Face aux polémiques parfois récentes, qu'on retrouve jusque dans la campagne des régionales, les sénateurs pensent avoir trouvé la solution. Dans le cadre de l’examen du projet de loi sur le climat, la majorité de droite du centre de la Haute assemblée a adopté un amendement qui crée un droit de veto pour les communes sur l’implantation d’un parc éolien sur leur territoire. L’amendement LR donne aussi la faculté d’organiser un référendum local pour consulter la population.
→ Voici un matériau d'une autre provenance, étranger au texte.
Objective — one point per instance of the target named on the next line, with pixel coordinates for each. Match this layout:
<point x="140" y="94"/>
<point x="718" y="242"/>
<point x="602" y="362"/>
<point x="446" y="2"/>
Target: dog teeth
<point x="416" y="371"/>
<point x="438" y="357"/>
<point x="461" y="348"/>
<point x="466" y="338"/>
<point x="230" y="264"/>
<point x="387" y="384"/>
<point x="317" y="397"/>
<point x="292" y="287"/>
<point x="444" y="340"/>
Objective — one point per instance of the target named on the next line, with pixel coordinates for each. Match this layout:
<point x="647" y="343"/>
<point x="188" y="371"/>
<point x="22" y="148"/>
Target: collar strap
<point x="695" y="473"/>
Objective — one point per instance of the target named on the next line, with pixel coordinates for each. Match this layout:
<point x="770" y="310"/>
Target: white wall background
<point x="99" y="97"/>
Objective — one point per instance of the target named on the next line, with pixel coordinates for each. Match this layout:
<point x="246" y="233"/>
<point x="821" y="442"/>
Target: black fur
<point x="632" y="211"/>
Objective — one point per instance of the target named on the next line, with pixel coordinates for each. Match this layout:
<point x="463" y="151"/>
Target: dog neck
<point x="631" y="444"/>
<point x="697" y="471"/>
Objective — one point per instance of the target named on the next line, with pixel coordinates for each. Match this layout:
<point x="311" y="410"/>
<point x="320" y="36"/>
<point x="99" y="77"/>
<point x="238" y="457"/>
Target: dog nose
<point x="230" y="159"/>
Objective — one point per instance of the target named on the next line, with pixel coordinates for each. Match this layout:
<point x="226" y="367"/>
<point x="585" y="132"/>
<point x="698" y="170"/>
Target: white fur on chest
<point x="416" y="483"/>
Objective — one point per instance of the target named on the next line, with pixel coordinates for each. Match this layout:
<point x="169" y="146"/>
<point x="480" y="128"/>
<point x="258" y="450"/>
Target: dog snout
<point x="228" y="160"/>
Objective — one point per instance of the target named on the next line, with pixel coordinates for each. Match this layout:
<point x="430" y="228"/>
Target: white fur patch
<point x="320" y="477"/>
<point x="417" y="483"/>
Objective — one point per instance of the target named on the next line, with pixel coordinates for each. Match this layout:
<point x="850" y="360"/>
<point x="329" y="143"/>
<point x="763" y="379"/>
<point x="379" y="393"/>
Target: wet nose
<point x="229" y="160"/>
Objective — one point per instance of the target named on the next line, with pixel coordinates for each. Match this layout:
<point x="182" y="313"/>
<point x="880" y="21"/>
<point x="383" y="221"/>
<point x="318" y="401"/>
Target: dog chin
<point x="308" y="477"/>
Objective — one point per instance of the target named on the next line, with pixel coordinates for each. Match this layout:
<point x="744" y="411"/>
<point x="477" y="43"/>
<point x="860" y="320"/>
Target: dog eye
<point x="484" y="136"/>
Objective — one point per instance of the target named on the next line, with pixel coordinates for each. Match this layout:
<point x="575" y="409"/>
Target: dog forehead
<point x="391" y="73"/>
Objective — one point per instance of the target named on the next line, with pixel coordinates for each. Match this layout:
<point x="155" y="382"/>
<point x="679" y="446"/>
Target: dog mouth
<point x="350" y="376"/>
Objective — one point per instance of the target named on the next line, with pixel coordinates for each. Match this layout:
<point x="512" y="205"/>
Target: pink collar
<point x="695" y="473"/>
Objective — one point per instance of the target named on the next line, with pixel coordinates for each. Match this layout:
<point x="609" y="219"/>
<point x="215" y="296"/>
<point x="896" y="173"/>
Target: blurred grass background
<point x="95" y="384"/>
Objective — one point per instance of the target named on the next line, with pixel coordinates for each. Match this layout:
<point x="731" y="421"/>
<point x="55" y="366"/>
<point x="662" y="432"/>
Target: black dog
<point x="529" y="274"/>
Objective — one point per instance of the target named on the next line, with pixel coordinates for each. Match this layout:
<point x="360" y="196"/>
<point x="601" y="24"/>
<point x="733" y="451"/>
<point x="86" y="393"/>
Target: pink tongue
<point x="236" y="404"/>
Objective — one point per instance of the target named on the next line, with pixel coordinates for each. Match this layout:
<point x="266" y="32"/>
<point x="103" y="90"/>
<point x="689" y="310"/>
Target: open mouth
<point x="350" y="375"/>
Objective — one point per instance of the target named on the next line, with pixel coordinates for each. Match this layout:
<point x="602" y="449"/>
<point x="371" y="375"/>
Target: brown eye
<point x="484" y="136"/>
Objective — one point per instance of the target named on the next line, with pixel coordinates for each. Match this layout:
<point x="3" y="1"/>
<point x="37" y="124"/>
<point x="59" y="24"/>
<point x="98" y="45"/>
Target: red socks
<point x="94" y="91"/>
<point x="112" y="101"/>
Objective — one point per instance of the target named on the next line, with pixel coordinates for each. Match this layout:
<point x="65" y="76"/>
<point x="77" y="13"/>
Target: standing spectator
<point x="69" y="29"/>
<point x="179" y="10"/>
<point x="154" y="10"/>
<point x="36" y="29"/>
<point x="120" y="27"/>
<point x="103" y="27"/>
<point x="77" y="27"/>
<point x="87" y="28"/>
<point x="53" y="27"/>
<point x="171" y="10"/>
Adopté contre l’avis du gouvernement, les députés devraient cependant revenir dessus à l’Assemblée.

« L’implantation d’éoliennes pose un problème majeur d’acceptabilité »

« L’implantation d’éoliennes pose un problème majeur d’acceptabilité. Peut-être parce qu’on n’a pas suffisamment expliqué qu’il y avait une pollution lumineuse, sonore, un impact sur les couloirs de migration des oiseaux, que dans le calcul de l’amortissement de l’éolien, on n’avait pas pris assez en compte le recyclage de l’éolienne et du béton », a soutenu le sénateur LR Etienne Blanc pour défendre l’amendement. Ce dernier prévoit que le dossier d’implantation soit transmis au maire un mois avant. Ensuite, « il s’agit bien de donner un droit de veto à la commune. Il faut que ce soit le conseil municipal qui délibère ».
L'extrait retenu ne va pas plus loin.